Pro-life officials are concerned over a public health department campaign to promote the so-called morning after pill among Toronto area young people.

Public health officials launched the morning after pill educational campaign in early February. The campaign uses mail-outs, public transit advertising and promotion by youth workers and educators in an effort to increase awareness of Emergency Contraception Prevention (ECP).

One of the public transit ads claims to offer “the truth about the morning after pill.”

Toronto medical officer of health Dr. David McKeown was quoted in news reports as saying the campaign will help reduce the number of teen pregnancies. He said it is time to end the silence around “this safe, effective method of emergency contraception.”

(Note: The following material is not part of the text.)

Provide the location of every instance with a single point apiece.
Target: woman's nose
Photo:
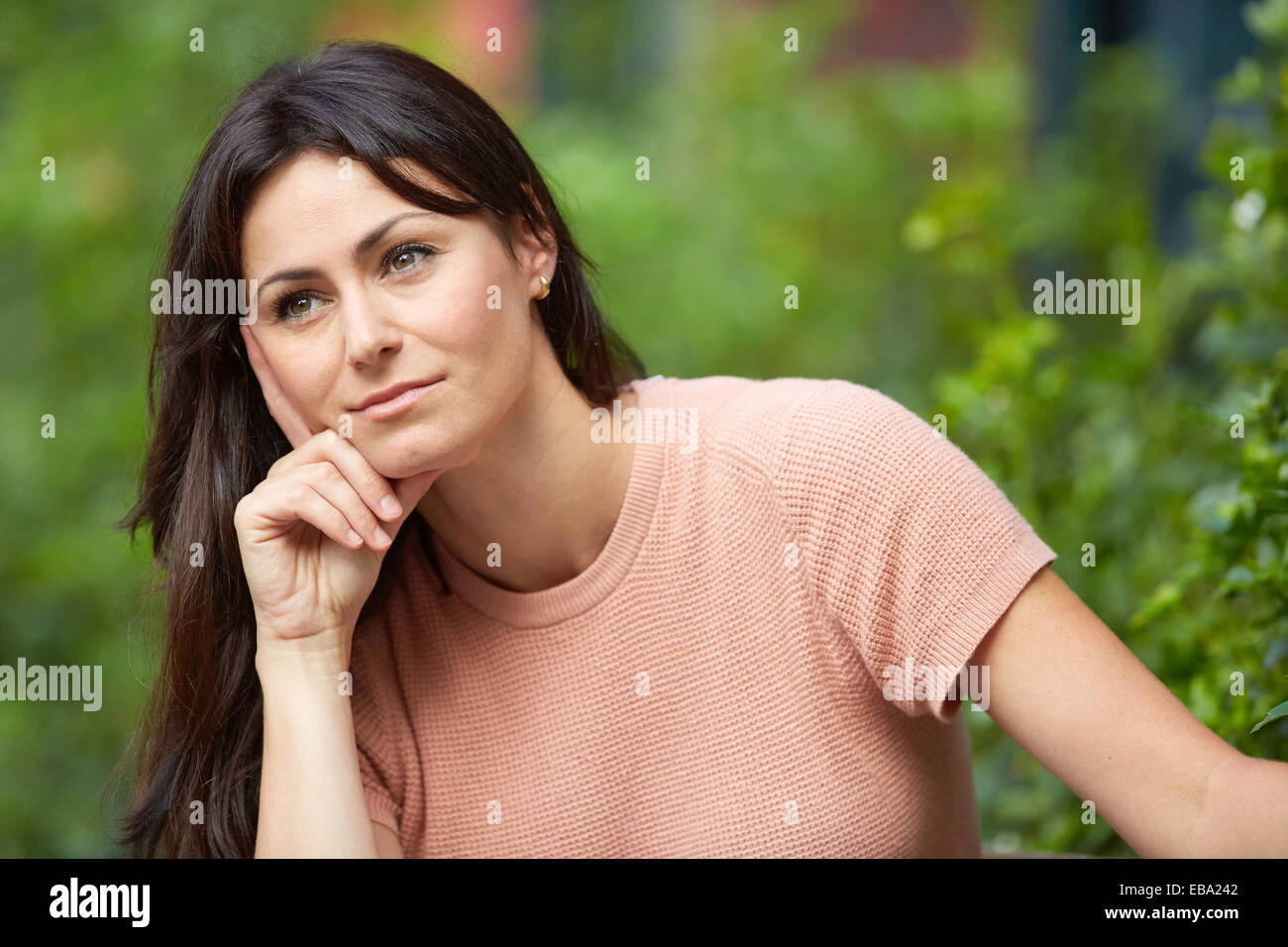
(369, 330)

Pro-life officials however, reject claims that a campaign to increase awareness of the morning after pill will reduce the number of teen pregnancies. In fact, such a campaign could lead some teens to increased sexual activity.

Pill’s real effect

In an article prepared for The Interim (see page 5), Toronto Right to Life president June Scandiffio said there are a number of concerns about the morning after pill. Chief among them is the description of the pill as a contraceptive when it can be more accurately described as a form of chemical abortion. The pills, which are taken 12-72 hours after intercourse, alter the lining of the uterus to prevent a fertilized egg from implanting.

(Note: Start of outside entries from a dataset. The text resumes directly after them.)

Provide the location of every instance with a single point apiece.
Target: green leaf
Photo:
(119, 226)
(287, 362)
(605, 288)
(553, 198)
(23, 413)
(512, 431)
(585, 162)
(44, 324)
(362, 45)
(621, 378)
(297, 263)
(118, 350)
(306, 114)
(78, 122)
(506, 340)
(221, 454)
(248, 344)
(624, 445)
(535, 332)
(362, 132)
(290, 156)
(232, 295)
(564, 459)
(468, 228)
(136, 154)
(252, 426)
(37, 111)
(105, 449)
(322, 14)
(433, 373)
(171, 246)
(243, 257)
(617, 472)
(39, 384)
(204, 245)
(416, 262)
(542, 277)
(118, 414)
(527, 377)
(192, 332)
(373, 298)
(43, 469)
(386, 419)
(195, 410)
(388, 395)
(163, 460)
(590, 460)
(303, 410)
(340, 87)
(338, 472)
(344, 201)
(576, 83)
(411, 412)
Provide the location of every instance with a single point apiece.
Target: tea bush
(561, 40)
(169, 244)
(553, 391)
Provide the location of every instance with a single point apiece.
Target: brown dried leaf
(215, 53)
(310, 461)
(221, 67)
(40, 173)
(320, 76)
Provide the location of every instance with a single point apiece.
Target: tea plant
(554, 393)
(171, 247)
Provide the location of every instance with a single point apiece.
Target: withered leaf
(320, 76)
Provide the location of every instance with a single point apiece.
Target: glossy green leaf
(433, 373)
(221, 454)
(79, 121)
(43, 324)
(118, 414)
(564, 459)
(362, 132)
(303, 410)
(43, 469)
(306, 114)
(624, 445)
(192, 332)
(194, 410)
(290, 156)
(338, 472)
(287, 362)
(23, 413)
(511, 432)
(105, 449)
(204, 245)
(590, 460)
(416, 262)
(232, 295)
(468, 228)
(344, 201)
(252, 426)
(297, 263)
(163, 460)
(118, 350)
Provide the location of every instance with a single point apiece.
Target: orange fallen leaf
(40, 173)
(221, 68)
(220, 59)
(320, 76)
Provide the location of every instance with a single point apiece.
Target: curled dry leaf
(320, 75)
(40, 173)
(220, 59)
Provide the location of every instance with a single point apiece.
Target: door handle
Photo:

Scandiffio also pointed out that previous studies indicate that the campaigns aimed at increasing awareness of morning after pills have not resulted in reduced pregnancy rates among teenagers.

She said the longer-term health risks of morning after pill use are still being debated, and she cautioned against the use of chemicals to solve what are primarily social problems.

Meanwhile Dr. John Shea (see article page 22), said the morning after pill campaign is based on misinformation, primarily around efforts to promote the product as a contraceptive rather than as an abortifacient.

“As of 1995, the use of oral contraceptives for Emergency Contraceptive Prevention was ‘off-label’. There were no medications in Canada approved specifically for post-coital contraceptive use,” Dr. Shea said. He concluded that the young women are being misled about the way morning after pills operate and about the hazards associated with these drugs.